Depuis, elle a écrit un livre intitulé « The Girl From Aleppo » et est devenue une conférencière de renommée mondiale sur les conventions humanitaires internationales. Elle s’est consacrée ces dernières années à faire campagne et à défendre les droits des réfugiés ayant un handicap.
 
Nujeen a déclaré que les problèmes peuvent être encore plus immédiats.
 
« Vous craignez toujours que vous soyez la raison pour laquelle votre famille a une seconde de retard avant que quelque chose ne se produise.

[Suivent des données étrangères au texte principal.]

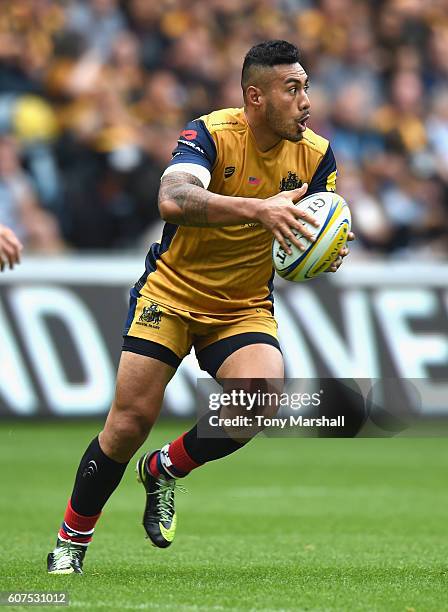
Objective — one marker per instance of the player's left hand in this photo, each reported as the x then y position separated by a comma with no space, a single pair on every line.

J’ai dû vivre avec cela et y faire face », a-t-elle déclaré.
 
« Ils pourraient être laissés pour compte parce qu’ils sont trop lourds à porter ou tout simplement pas assez importants pour être pris en compte dans leur plan de survie. »
 
Nujeen a collaboré avec Barriga et HRW afin de mieux éclairer les problèmes liés aux réfugiés et aux personnes handicapées, ce qui a conduit le commissaire européen à promettre que ces problèmes seraient considérés comme prioritaires dans les missions humanitaires.
 
« Il y a eu beaucoup de rhétorique et d’engagements, la preuve en est maintenant la manière dont elle sera mise en œuvre et comment elle sera traduite sur le terrain. Nous voyons des tas de bons exemples ici et là », a déclaré Barriga.
 
« Ce groupe a été en grande partie laissé à l’ordre du jour du Conseil de sécurité des Nations unies et nous devons en faire plus … pour reconnaître que les personnes handicapées, tout comme les femmes, les enfants et les personnes âgées, sont plus susceptibles de être laissé pour compte, être pris pour cible, être dans une situation désastreuse dans le conflit ».
 
Nujeen a adressé un message direct aux décideurs, les ONG et les dirigeants mondiaux qui prennent les décisions concernant les réfugiés, affirmant qu’un handicap ne devrait pas être la caractéristique déterminante d’une personne.
 
« Toute cette stigmatisation entourant [les personnes handicapées] devrait disparaître. Un handicap fait partie de vous mais il ne définit pas qui vous êtes en tant que personne et ce que vous pouvez faire », a-t-elle déclaré.
 
« Donnez-nous nos droits et tout ira bien. Nous le ferons nous-mêmes. Ne vous inquiétez pas pour ça. Nous ne constituerons un fardeau pour personne. »
 
Maintenant Nujeen vit en Allemagne et elle est heureuse.